In the post about the reinforcement learning basics we looked at the key concepts of reinforcement learning and what problem we actually want to solve. Now we want to address how this problem can be solved. There are multiple methods and in this post we want to have a closer look at Monte Carlo Methods.

Finally, we are ready to solve our first reinforcement learning problem. This will be amazing. At first we need to specify the environment we want to solve.

The Grid World

Welcome back to our 4x4 grid world we already visited in the last post. Lets’s quickly recap the setting.

Imagine we have a 4x4 grid world and the goal of the agent is to find the star. See in the image below. This environment has 16 states. The start position of the agent is (0,0) and the goal state is (3,3). The task is episodic, which means that if the agent reaches the goal state, the episode terminates. Now everything is set back, and the agents starts again.

Grid World Setup

We define that the agent has 4 different actions (up, down, left or right). This means that if the agent executes action up in state (0,0) he will end up in state (1,0). If he evaluates an action that he can’t do as there is a border, he will stay in the same state. This means that action left in state(1,0) will lead to state (1,0).

Solving the Grid World

The goal of the agent is to reach the start, which is in the top right corner. We define the reward function as +1 for reaching the star and 0 otherwise. The discount factor \(\gamma = 0.9\). The influence of the reward function on the behaviour of the agent was already discussed in the reinforcement learning basics post.

The agent has no knowledge about the dynamics of the environment and thus moves according to its starting policy \(\pi_{0}\), which normally results in random behaviour. The agent chooses actions according to this policy and tries to learn a better one. This means to achieve a higher expected return.

Let’s assume this is the first trajectory of the agent:

\[\tau^{\pi_0}=((0,0),up,0,(1,0),right,0,(1,1),...,(3,2),right,1,(3,3))\]

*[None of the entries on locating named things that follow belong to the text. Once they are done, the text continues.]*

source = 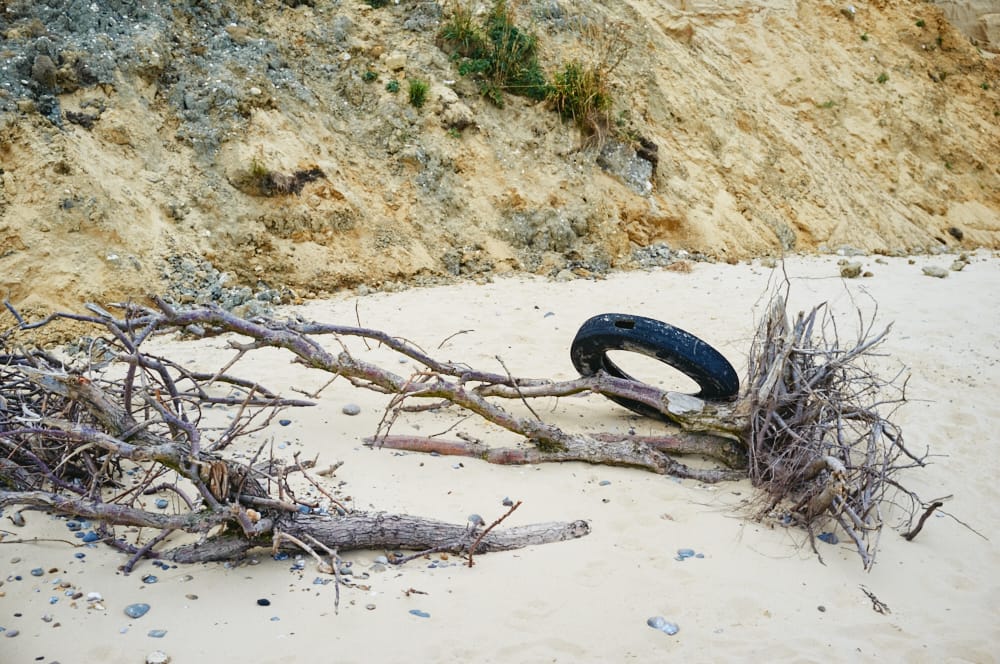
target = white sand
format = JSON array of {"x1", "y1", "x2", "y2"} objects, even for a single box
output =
[{"x1": 0, "y1": 254, "x2": 1000, "y2": 664}]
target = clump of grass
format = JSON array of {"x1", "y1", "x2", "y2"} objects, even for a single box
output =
[
  {"x1": 408, "y1": 78, "x2": 430, "y2": 108},
  {"x1": 548, "y1": 60, "x2": 612, "y2": 129},
  {"x1": 438, "y1": 0, "x2": 548, "y2": 108}
]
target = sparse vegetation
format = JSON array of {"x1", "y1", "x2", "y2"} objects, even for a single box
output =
[
  {"x1": 438, "y1": 0, "x2": 548, "y2": 108},
  {"x1": 549, "y1": 61, "x2": 611, "y2": 131},
  {"x1": 408, "y1": 78, "x2": 430, "y2": 108}
]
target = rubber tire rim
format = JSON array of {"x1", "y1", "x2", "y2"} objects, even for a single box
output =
[{"x1": 570, "y1": 314, "x2": 740, "y2": 420}]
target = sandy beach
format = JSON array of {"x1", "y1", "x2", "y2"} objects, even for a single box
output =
[{"x1": 0, "y1": 252, "x2": 1000, "y2": 664}]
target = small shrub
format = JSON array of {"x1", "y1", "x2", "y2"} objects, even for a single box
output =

The trajectory is represented by the blue arrows in the image below.

First Grid World Trajectory

What has the agent learned now? He learned that action right in state (3,2) is good, as he got a reward of +1. This is very obvious. But what about all the other states that are part of this trajectory. After the first trajectory, the agent has the following information.

\[Q^{\pi_0}((3,2),right) = 1\] \[Q^{\pi_0}((2,2), up) = 0 + \gamma * 1\] \[Q^{\pi_0}((1,2), up) = 0 + \gamma * 0 + \gamma^2 * 1\] \[Q^{\pi_0}((0,2), up) = 0 + \gamma * 0 + \gamma^2 * 0 + \gamma^3 * 1\] \[Q^{\pi_0}((0,1), right) = 0 + \gamma * 0 + ... + \gamma^4 * 1\] \[Q^{\pi_0}((1,1), down) = 0 + \gamma * 0 + ... + \gamma^5 * 1\] \[Q^{\pi_0}((1,0), right) = 0 + \gamma * 0 + ... + \gamma^6 * 1\] \[Q^{\pi_0}((0,0), up) = 0 + \gamma * 0 + ... + \gamma^7 * 1\]

The agent learned some information about the environment. He learned one path to reach the goal state. If we choose as policy to always use the maximum q-value in each state, then we would always take the same path. Meaning, the agent exploits it’s knowledge about a path that leads to the goal. Unfortunately, this learned path does not need to be the optimal one.

Looking at our first trajectory, we know it’s not perfect. It would be better if the agent in state (1,1) takes action right instead of going down. But the agent doesn’t know that.

To avoid this exploitation-exploration dilemma as discussed in a previous post we need some randomness in mapping states to action. A simple and common approach is to use an \(\epsilon- greedy\) approach, where \(epsilon \in [0,1]\). This means, that we take the best action with a probability of \(1-\epsilon\) and with a probability of \(\epsilon\) we take a random action. This, supports the agent to continue exploration during training.

After the q-values are updated, the agent now has a new policy \(\pi_1\) Let’s assume the second trajectory of the agent looks like shown in the image below.

Second Grid World Trajectory

The agent now has this information, additional to the one from the first trajectory.

\[Q^{\pi_1}((3,2),right) = 1\] \[Q^{\pi_1}((2,2), up) = 0 + \gamma * 1\] \[Q^{\pi_1}((1,2), up) = 0 + \gamma * 0 + \gamma^2 * 1\] \[Q^{\pi_1}((1,1), right) = 0 + \gamma * 0 + \gamma^2 * 0 + \gamma^3 * 1\] \[Q^{\pi_1}((1,0), right) = 0 + \gamma * 0 + ... + \gamma^4 * 1\] \[Q^{\pi_1}((0,0), up) = 0 + \gamma * 0 + ... + \gamma^5 * 1\]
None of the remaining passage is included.